Research Article: Traditions of research in community mental health care planning and care coordination: A systematic meta-narrative review of the literature

Date Published: June 22, 2018

Publisher: Public Library of Science

Author(s): Aled Jones, Ben Hannigan, Michael Coffey, Alan Simpson, Iratxe Puebla.

http://doi.org/10.1371/journal.pone.0198427

Abstract

In response to political and social factors over the last sixty years mental health systems internationally have endeavoured to transfer the delivery of care from hospitals into community settings. As a result, there has been increased emphasis on the need for better quality care planning and care coordination between hospital services, community services and patients and their informal carers. The aim of this systematic review of international research is to explore which interventions have proved more or less effective in promoting personalized, recovery oriented care planning and coordination for community mental health service users.

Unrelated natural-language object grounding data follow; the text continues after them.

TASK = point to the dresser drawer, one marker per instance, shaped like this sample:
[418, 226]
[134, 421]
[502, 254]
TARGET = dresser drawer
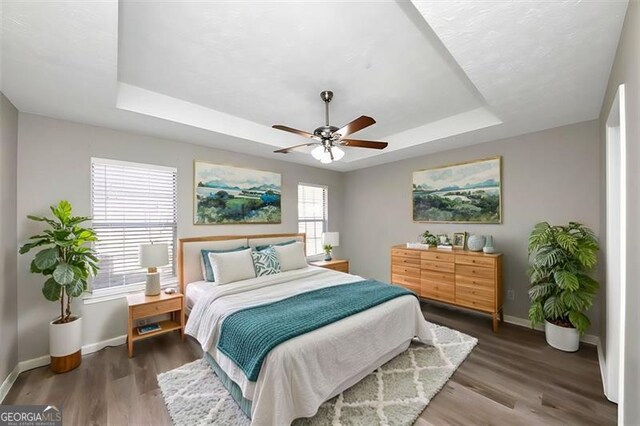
[437, 290]
[475, 271]
[437, 266]
[442, 277]
[405, 261]
[475, 298]
[437, 256]
[405, 253]
[412, 284]
[478, 282]
[157, 308]
[485, 261]
[408, 271]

A systematic meta-narrative review of research from 1990 to the present was undertaken. From an initial return of 3940 papers a total of 50 research articles fulfilled the inclusion criteria, including research from the UK, Australia and the USA.

Three research traditions are identified consisting of (a) research that evaluates the effects of government policies on the organization, management and delivery of services; (b) evaluations of attempts to improve organizational and service delivery efficiency; (c) service-users and carers experiences of community mental health care coordination and planning and their involvement in research. The review found no seminal papers in terms of high citation rates, or papers that were consistently cited over time. The traditions of research in this topic area have formed reactively in response to frequent and often unpredictable policy changes, rather than proactively as a result of intrinsic academic or intellectual activity. This may explain the absence of seminal literature within the subject field. As a result, the research tradition within this specific area of mental health service delivery has a relatively short history, with no one dominant researcher or researchers, tradition or seminal studies amongst or across the three traditions identified.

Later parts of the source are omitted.